The pendulous mammae of middle aged homo escapeons appear 'perky' when they are comfortably resting upon the paunch of their male counterpart.

3:46 pm  
Blogger delcatto said...

Girl, you need to get your glad rags on and go shopping with a couple of your friends...and don't just stop at window shopping!
On the shelf indeed...
You can't tell if a peach is ripe and juicy 'til you squeeze it.

5:27 pm  
Blogger Alice said...

Maybe you are really describing the way you assume other people see you, when really they are seeing someone completely different.

7:53 pm  
Blogger kj said...

cherrypie, where do you come up with this stuff? i am positive you can be a comedy writer on any number of major tv shows.

fyi: i owned a restaurant for a short time and the rule was to add 7 days past the expiration date. until then, it was squeeze/pour/sip/munch away.


9:38 pm  
Blogger Cherrypie said...

You've all pretty much proved my theory.

Fronty - I don't know many Brits that could name 3. I've heard of Kitchener but I thought he was just a guy on an advert.

HE - just like Joyce's avatar, only with thicker legs.

HE - I love your breast rests.

Del - I already have that very thing planned for Saturday.

KJ - you don't happen to have your own show that I could practice on do you?

10:32 pm  
Blogger Frontier Editor said...

Guy on an advert - Damned if that doesn't sum him up right and proper >B^D>)))))))))))))))))))

2:56 am  
Blogger kj said...

cp, if i had my own show i would have signed you up already.

i come to your blog and am refreshed by laughter, or irony, or both. you're a good egg, cp!

4:28 am  
Anonymous Anonymous said...

General Robert Wolfe.
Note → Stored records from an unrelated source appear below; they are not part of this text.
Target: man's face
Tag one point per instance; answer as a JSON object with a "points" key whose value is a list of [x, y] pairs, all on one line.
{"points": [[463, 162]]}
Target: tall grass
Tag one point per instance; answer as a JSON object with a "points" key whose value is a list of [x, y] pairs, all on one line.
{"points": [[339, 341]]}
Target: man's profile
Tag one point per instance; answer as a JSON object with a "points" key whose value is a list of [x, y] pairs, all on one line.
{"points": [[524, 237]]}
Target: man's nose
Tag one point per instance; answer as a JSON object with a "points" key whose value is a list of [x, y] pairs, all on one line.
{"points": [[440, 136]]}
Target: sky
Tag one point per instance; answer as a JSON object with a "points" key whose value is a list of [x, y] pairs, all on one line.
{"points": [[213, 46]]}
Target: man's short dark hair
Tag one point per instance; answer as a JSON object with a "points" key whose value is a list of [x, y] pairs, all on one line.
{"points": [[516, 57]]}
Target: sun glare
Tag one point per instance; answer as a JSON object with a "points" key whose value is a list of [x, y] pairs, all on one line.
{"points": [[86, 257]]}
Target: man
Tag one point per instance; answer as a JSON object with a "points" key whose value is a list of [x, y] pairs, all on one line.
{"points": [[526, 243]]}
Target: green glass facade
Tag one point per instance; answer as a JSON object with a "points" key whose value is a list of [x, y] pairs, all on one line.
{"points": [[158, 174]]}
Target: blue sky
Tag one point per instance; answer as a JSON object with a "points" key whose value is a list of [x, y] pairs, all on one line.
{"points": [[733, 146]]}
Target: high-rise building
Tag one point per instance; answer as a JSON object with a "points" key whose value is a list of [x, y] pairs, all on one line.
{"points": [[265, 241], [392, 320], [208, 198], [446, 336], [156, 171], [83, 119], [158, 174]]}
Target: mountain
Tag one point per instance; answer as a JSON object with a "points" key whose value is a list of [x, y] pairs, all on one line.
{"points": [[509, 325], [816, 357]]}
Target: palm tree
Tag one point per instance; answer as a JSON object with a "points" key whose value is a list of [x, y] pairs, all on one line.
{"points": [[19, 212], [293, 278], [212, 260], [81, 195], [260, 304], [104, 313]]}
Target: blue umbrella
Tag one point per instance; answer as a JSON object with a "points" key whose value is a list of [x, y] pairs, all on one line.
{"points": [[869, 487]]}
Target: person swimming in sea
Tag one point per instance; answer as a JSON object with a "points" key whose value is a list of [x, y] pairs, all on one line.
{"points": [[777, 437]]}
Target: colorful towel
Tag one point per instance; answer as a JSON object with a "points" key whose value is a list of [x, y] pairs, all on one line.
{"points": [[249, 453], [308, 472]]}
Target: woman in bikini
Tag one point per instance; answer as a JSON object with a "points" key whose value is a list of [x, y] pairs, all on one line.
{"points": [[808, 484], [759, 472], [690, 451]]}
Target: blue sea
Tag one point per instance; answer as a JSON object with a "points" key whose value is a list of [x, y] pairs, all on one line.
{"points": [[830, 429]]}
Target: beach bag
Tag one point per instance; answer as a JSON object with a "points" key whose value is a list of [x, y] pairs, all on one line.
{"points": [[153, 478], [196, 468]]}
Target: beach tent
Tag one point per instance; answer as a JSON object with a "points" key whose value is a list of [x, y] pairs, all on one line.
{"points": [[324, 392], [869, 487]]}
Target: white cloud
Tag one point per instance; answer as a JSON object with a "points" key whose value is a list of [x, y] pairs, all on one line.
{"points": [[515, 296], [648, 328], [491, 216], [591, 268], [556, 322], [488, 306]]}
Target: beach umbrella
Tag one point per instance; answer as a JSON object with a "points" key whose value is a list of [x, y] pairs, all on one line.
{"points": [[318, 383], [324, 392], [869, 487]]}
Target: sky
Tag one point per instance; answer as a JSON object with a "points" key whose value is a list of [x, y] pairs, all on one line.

Sir Peter De la Billiere, does Marlborough count? Surprised FE never went for Cornwallis.

CP you do put yourself down for no good reason. You're good fun to be around. You do always seem to to be doing something. More time for CP methinks.

7:52 am  
Blogger Frontier Editor said...

Pete, I used Cornwallis a few weeks ago in a cautionary tale about the Daughters of the American Revolution.

Wolfe is a good one though - nothing like the Plains of Abraham for a death scene.

And there's always Field Marshall Slim.

12:56 pm  
Blogger The Tart said...

You have the most interesting mind! Love the sexless shelf Tarts part.

Alas, stop by my place for some chocolate cake ... who needs sex when you can have chocolate cake, natch!

The Tart
; *

1:11 pm  
Blogger ziggi said...

It's amazing that teenagers will refuse to eat anything they consider slightly dodgy but will drink booze until they're sick

- why they no listen when you tell them 43 alcopops and 8 pints will do more harm than scrapping the titchy witchy bit of mould off the last of the cheddar?

2:26 pm  
Blogger Carmenzta said...

Great post and great comments, especially HE's, naturally.

"blown, gone-to-seed, crows-footed, droopy-boobed still-sitting-on-the-shelf women past 30"

My God, Cherry! But whatever I look like I refuse to sit on a shelf!

6:00 pm  
Blogger Cherry Rolfe said...

You're gagging for it aren't you! And why not!